Между тем, в конце июня турки потерпели еще одну чувствительную неудачу. Зашедший в Ахтиарскую бухту 28 июня турецкий 60-пушечный линейный корабль был обстрелян артиллерией берегового отряда Кохиуса, которая нанесла ему ряд повреждений и вынудила утром 29 июня удалиться. Восстановить развитие событий нам помогут письмо И.Г. Кинсбергена И.Г. Чернышеву и донесение Кохиуса А.А. Прозоровскому.{978}
Вечером 27 июня береговые посты сообщили о появлении у крымских берегов со стороны Очакова двух неприятельских кораблей. Кинсберген попытался со своими кораблями выйти в море, но противный ветер не позволил ему сделать это. Тем временем, утром 28 июня один турецкий корабль вошел в Ахтиарскую бухту, и начальник участка генерал-майор Кохиус с частью своего отряда немедленно выдвинулся туда. С ним отправился и Кинсберген, не желавший сидеть без дела. Прибыв к Ахтиарской бухте, они обнаружили стоящий вблизи от берега турецкий корабль, по виду не менее чем 60-пушеч-ного ранга. Сразу же удалось пленить пытавшихся высадиться на берег для установления связи с крымскими татарами четырех чурок (в том числе чауша). После этого Кохиус решил открыть по противнику огонь, чтобы заставить его уйти в море и заодно продемонстрировать силу русских войск.

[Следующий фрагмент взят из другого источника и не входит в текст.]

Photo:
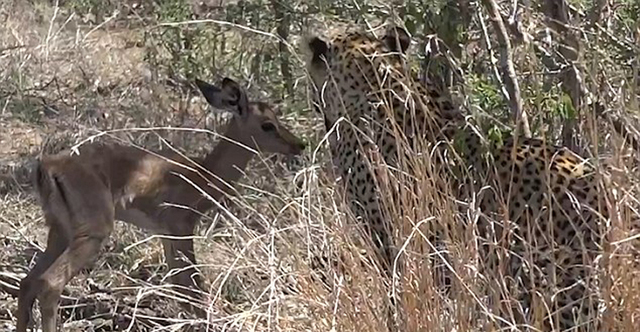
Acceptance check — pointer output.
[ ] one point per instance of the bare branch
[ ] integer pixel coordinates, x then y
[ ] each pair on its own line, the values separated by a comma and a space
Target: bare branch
507, 69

О дальнейшем Кохиус так сообщил А.А. Прозоровскому: «Отдав их (арестованных турок. — Авт.) под караул, приказал порутчику Ларионову из полукартаульного единорога бросать в корабль бомбу, которою у него отбита часть носа. Почему и они, оборотя его стороной, зачали со всего борта производить из пушек и ружей стрельбу. Такой огонь и продолжался с 6-го до 8-го часу. Но по искусству артиллерии поручика Ларионова от бросаемых бомб и брандскугелей зажигался раз с пять корабль (Кинсберген говорит о двух разах. — Авт.) и во многих местах пробиваем был. От чего восчувствовав неприятель свою опасность, поднял сильный крик и шум и, усугубя канонаду, в великом мятеже, будучи чрезвычайно наполнен людьми, бросался везде ко исправлению поврежденного и к утушению зажегшегося, беспрестанно наливая и насосом почерпая воду, а другие пылающие вещи и мертвые тела метая в море, которых сколько можно было усмотреть нащитано более 15-ти. С другой стороны, подполковник Бок, вышед на берег с командою и тремя орудиями, производством из оных выстрелов старался также его вредить. Сие продолжалось до ночи. На другой же день… часу в 12-м сей поврежденный корабль, несмотря на противную погоду, употребив все силы, вытянулся из гавани и взял ход прямо к Очакову».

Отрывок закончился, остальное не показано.